Kidnappings were not uncommon in the region at that time, and children would be sold into prostitution and other forms of slavery. Apparently, however, something had gone wrong with this particular abduction, and, according to Chapman’s book agent, Andrew Lownie:

“She searched for food and water along the way, competing with big cats, poisonous spiders, giant pythons, extraordinary insects and huge bats.”

Chapman never did find her way back home. Instead, a few days later, she found herself surrounded by a group of about 20 capuchin monkeys. They seemed curious rather than threatening, and she began following them around and doing whey did – eating what they ate, including birds and rabbits, drinking as they did, and then learning their language, behavior and social customs.

She followed the monkeys around, eating what they ate and then learning their language, behavior and social customs.
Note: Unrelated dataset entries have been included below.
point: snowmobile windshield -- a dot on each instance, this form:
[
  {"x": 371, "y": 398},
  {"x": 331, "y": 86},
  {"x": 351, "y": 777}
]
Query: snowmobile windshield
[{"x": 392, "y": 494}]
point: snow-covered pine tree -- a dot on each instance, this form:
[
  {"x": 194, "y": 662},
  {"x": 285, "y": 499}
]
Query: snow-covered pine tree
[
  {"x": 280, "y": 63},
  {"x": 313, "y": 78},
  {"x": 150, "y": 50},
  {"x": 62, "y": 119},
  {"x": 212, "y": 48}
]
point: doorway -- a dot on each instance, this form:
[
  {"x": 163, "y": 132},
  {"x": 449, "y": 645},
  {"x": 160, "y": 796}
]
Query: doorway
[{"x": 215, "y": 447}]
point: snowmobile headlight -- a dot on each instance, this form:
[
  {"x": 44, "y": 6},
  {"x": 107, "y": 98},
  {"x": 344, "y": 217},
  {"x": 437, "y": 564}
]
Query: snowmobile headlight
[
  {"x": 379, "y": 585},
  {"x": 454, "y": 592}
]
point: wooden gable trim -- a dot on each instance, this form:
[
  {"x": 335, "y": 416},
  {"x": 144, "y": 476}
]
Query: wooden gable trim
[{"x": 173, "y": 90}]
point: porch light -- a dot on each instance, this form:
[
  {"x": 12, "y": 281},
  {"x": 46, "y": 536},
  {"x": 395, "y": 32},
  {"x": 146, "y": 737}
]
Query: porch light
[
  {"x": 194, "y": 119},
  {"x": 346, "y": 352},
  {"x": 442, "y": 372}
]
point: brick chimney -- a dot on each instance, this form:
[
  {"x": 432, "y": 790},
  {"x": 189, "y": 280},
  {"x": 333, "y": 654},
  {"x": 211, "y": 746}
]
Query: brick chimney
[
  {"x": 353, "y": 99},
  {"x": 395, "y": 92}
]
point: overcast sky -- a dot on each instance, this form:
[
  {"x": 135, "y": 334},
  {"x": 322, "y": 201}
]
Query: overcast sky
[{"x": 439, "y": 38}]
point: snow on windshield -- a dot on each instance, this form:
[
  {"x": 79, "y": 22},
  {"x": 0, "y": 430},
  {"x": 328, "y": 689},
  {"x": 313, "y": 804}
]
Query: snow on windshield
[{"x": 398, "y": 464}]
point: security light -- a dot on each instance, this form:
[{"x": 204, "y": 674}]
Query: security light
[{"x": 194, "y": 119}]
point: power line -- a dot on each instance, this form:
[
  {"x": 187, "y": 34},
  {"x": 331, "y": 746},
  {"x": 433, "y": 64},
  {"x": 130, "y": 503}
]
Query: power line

Chapman stayed with the monkeys for about five years before finding her way back to human civilization. It was not a happy re-entry. She found herself on the streets of the lawless city of Cucuta, where she was brutalized and forced into prostitution and street crime.

In her mid-teens, she was taken in by a wealthy family as their maid, and when they took her with them on a six-month business trip to England in 1977, she met her future husband, John, at a church meeting. He was a bacteriologist, and although he spoke no Spanish and she could still barely speak any language at all, the two were drawn to each other, and the Colombian family agreed to leave her with him. They were married a few months later.

Today, Marina still has trouble speaking fluently, and her daughter Vanessa and her agent do much of the public speaking on her behalf. Vanessa says that she and her sister were raised by their mother partly as if they were monkeys. “When we wanted food we’d have to make noises for it,” Vanessa explained in an interview. “My school friends loved mom because she was so unusual. She was childlike in many ways.”

Vanessa said her mom bears other signs of her early life – like the fact that she never cries. And book agent Lownie says it’s hard for her to find the right words to express emotions. “It’s Vanessa’s unique understanding of her mother’s character and unconventional ways that has made the book possible,” he explained.

Human trafficking is still rife in Central and South America, and Vanessa says she and her mother hope the book, A Child With No Name, will help put a stop to that.